Depending on the materials involved, circulators fall into two main categories: ferrite circulators and nonferrite circulators.

Ferrite circulators refer to the radio frequency circulators which are composed of magnetised ferrite materials. They are the classical circulators commonly used even nowadays. They can fall into two main subcategories: 4-port waveguide circulators based on Faraday rotation of waves propagating in a magnetised material,[1][2] and 3-port "Y-junction" circulators based on cancellation of waves propagating over two different paths near a magnetised material. Waveguide circulators may be of either type, while more compact devices based on striplines are of the 3-port type.[3][4] Sometimes two or more Y-junctions are combined in a single component to give four or more ports, but these differ in behaviour from a true 4-port circulator. A permanent magnet produces the magnetic flux through the waveguide. Ferrimagnetic garnet crystal is used in optical circulators.

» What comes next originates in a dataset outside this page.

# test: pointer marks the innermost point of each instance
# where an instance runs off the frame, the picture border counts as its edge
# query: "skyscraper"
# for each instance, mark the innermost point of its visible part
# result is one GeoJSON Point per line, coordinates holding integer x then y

Though ferrite circulators can provide good 'forward' signal circulation while suppressing greatly the 'reverse' circulation, their major shortcomings, especially at the frequencies for civilian use, are the bulky sizes and the narrow bandwidths. Despite the popularity of the modern integrated circuit (IC) technology, the circulator is one of the few devices that can still not be integrated on chip. Thus, much effort has been made by researchers to develop nonferrite or solid-state circulators, which can realize the circulation functionality without using ferrite and be compatible with IC technology.

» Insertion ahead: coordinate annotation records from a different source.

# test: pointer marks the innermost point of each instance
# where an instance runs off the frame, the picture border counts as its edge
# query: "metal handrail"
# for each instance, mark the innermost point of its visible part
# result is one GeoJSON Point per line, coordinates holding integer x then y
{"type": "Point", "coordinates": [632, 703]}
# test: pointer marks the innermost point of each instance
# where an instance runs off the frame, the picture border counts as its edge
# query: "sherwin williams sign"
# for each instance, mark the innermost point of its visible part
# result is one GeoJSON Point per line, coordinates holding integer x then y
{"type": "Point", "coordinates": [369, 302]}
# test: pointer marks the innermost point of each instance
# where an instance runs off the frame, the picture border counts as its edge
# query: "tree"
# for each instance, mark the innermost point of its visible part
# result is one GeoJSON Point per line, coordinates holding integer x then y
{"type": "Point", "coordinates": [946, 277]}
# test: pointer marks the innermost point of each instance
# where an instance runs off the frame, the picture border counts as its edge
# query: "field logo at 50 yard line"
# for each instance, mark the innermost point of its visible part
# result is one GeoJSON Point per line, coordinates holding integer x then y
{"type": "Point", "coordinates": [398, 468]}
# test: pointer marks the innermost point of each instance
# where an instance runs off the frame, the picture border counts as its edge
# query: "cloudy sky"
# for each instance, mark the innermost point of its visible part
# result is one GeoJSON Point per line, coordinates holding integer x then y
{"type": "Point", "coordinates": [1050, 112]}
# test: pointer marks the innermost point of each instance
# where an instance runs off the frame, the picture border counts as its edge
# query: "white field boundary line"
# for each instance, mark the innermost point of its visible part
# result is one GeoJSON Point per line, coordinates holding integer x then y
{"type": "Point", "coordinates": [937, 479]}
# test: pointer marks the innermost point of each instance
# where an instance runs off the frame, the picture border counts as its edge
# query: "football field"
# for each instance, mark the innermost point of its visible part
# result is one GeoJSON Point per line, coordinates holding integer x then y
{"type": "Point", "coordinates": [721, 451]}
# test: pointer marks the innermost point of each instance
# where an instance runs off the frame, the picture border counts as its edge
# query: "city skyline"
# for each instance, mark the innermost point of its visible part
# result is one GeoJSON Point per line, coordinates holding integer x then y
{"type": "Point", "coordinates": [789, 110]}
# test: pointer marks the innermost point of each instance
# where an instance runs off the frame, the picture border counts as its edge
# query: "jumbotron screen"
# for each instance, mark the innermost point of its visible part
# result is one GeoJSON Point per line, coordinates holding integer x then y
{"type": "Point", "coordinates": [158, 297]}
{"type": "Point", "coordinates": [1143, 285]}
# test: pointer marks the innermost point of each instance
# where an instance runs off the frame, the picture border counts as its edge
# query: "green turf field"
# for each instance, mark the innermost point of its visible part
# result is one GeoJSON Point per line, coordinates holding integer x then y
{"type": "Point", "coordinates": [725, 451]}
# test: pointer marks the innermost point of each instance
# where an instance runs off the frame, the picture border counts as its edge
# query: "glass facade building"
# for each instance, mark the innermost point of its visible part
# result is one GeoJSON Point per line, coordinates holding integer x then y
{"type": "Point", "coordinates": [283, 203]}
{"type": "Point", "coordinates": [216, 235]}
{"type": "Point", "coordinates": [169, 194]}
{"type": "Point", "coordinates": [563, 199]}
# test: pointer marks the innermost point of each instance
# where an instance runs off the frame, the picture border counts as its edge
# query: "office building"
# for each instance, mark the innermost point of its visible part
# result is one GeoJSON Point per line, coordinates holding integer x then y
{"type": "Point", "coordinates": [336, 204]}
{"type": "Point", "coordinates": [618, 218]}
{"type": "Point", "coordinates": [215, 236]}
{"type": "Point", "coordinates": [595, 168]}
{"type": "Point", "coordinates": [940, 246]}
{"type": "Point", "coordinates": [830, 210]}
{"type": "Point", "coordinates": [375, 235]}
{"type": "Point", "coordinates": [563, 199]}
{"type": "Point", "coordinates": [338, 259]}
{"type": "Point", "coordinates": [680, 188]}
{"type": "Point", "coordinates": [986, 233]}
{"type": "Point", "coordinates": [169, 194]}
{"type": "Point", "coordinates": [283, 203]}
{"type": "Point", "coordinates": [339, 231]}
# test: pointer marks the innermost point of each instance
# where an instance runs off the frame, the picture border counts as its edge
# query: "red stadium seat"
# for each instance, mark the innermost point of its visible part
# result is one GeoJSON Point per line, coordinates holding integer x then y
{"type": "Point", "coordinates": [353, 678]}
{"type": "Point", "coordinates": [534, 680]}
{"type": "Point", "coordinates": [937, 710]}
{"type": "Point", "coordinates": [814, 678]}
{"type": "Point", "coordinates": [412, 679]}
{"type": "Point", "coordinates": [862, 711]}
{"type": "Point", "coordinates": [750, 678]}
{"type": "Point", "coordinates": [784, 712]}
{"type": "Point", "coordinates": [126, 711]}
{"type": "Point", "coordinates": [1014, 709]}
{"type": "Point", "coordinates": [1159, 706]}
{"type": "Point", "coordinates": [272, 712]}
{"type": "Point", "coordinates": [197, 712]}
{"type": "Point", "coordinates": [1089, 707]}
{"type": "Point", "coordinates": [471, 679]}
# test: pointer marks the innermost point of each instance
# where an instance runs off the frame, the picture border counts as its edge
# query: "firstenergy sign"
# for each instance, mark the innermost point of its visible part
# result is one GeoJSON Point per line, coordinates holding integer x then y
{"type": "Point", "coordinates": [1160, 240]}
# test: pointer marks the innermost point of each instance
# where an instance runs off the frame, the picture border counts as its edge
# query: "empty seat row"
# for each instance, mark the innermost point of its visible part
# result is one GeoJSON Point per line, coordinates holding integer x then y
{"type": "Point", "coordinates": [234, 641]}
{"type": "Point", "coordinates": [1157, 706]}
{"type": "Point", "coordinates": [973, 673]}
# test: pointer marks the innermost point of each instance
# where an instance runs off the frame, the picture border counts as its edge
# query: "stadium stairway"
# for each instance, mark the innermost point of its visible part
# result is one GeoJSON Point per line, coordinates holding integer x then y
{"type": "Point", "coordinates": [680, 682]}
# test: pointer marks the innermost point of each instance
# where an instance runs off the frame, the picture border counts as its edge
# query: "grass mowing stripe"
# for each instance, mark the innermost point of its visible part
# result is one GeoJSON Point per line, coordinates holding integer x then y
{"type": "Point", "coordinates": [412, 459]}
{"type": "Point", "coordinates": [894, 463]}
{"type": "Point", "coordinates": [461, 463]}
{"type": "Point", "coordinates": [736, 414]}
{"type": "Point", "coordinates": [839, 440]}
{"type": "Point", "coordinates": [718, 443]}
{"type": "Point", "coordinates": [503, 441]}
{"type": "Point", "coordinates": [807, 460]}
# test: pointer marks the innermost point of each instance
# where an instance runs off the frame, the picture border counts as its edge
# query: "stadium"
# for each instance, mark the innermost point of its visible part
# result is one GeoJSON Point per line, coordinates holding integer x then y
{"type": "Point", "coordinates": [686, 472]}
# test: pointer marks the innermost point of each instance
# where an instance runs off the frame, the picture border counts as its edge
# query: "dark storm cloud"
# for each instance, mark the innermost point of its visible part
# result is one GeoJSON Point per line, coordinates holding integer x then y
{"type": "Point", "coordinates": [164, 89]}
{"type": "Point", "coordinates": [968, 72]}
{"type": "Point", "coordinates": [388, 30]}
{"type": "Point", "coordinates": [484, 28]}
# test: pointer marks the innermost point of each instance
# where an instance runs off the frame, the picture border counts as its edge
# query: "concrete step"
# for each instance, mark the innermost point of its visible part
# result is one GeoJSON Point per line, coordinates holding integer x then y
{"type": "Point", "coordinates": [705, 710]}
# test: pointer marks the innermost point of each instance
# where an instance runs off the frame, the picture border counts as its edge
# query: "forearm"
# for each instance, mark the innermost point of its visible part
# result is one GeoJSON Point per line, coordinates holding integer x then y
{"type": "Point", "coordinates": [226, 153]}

Early work on nonferrite circulators includes active circulators using transistors that are non-reciprocal in nature.[5] In contrast to ferrite circulators which are considered as passive devices, active circulators require a supply of DC power. Major issues associated with the transistor-based active circulator are the power limitation and the signal-to-noise degradation,[6] which are critical when it is used as a duplexer for sustaining the strong transmit power and clean reception of the signal from the antenna.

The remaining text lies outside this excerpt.